Kinder profitieren ebenfalls von den Entwicklungen der Hörgeräte-Industrie. "Kinder haben andere Höraufgaben als Erwachsene, im Kleinkindalter geht es erst einmal um das Hören der Sprachmelodie und des Sprachrhythmus, nicht so sehr um das Herausfiltern von Störgeräuschen. Dies spielt dann später eine Rolle", sagt Ptok.
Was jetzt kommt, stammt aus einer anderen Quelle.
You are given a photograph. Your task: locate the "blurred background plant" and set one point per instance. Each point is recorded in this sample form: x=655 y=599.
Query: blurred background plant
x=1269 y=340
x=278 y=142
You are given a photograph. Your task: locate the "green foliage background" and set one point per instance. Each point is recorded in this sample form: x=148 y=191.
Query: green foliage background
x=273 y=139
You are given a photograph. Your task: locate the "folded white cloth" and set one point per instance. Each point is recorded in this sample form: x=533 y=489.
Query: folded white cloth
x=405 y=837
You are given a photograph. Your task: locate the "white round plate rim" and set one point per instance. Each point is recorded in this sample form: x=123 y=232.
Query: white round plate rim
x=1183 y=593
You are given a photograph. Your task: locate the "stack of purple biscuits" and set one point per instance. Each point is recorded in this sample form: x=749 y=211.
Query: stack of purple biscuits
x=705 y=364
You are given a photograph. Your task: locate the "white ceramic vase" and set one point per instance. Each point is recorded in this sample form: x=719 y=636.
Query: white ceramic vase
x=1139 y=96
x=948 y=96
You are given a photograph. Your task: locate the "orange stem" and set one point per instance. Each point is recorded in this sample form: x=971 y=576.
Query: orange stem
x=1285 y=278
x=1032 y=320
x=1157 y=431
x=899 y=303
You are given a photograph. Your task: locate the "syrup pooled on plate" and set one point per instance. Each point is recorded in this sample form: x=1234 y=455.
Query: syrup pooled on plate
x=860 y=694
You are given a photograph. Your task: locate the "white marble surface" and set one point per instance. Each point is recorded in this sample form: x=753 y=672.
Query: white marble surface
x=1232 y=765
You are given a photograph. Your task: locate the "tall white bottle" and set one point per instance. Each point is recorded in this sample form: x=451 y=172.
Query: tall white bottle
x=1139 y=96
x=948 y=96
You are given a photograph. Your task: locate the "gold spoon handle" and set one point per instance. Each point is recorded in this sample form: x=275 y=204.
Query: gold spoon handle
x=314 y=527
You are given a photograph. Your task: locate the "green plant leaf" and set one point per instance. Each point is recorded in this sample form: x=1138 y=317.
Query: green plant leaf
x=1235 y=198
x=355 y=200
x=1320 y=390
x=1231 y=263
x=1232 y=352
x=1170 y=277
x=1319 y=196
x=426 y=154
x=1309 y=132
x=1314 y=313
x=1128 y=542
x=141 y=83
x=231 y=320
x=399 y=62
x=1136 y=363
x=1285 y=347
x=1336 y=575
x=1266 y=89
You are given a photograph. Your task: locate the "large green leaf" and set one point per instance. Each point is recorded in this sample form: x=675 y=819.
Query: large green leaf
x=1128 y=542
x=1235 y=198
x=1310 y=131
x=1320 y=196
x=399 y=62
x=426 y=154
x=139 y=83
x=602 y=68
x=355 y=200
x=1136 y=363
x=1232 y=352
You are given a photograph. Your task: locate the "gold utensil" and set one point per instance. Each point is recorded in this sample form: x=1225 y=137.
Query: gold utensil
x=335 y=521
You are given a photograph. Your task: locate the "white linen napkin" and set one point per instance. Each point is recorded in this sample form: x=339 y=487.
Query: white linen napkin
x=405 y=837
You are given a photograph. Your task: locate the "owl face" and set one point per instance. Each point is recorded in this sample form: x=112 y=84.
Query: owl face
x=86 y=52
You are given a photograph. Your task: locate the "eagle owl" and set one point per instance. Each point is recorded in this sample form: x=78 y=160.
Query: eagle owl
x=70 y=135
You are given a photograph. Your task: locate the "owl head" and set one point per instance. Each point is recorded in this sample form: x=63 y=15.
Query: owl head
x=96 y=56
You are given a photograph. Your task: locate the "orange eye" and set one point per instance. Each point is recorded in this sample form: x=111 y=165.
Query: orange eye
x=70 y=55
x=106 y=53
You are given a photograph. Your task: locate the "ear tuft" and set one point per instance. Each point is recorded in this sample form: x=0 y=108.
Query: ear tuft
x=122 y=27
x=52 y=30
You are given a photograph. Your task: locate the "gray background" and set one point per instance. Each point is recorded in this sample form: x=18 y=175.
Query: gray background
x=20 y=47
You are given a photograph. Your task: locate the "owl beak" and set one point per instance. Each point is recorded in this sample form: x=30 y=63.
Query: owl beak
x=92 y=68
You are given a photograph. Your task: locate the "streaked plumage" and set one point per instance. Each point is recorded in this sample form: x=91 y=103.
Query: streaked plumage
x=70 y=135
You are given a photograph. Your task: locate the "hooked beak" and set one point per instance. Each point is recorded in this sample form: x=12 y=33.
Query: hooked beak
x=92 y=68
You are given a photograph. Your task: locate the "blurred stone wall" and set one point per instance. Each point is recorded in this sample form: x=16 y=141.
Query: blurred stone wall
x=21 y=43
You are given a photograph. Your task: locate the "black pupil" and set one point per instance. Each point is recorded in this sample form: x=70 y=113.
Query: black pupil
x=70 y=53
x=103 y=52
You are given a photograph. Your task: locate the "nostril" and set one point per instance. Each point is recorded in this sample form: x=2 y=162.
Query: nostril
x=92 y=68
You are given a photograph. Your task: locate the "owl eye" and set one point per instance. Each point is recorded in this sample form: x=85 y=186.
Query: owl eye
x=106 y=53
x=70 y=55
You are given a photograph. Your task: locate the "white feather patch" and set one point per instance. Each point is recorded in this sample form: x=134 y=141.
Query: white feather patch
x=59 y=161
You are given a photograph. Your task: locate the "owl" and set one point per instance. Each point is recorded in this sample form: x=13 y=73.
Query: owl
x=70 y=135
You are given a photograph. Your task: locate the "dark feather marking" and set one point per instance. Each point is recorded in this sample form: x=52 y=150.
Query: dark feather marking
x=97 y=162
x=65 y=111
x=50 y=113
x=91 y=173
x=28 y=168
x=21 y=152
Die neuen Geräte könnten viel individueller auf diese Bedürfnisse eingestellt werden als früher. "Es hat sich im Bewusstsein durchgesetzt, auch Säuglinge und Kleinkinder so bald wie möglich mit Hörgeräten oder Cochlea-Implantaten zu versorgen und sie gezielt durch Logopäden zu fördern", sagt der Arzt.

Bei Cochlea-Implantaten werden Elektroden in die Hörschnecke und eine Empfangsspule hinter dem Ohr eingesetzt. Generell könnten Kinder heutzutage auch mit hochgradiger Schwerhörigkeit eine normale Schule besuchen, wenn früh genug der Spracherwerb und das Sprachverständnis gefördert würden. Früher seien solche Kinder häufig genug auf Sonderschulen gelandet, sagt Ptok.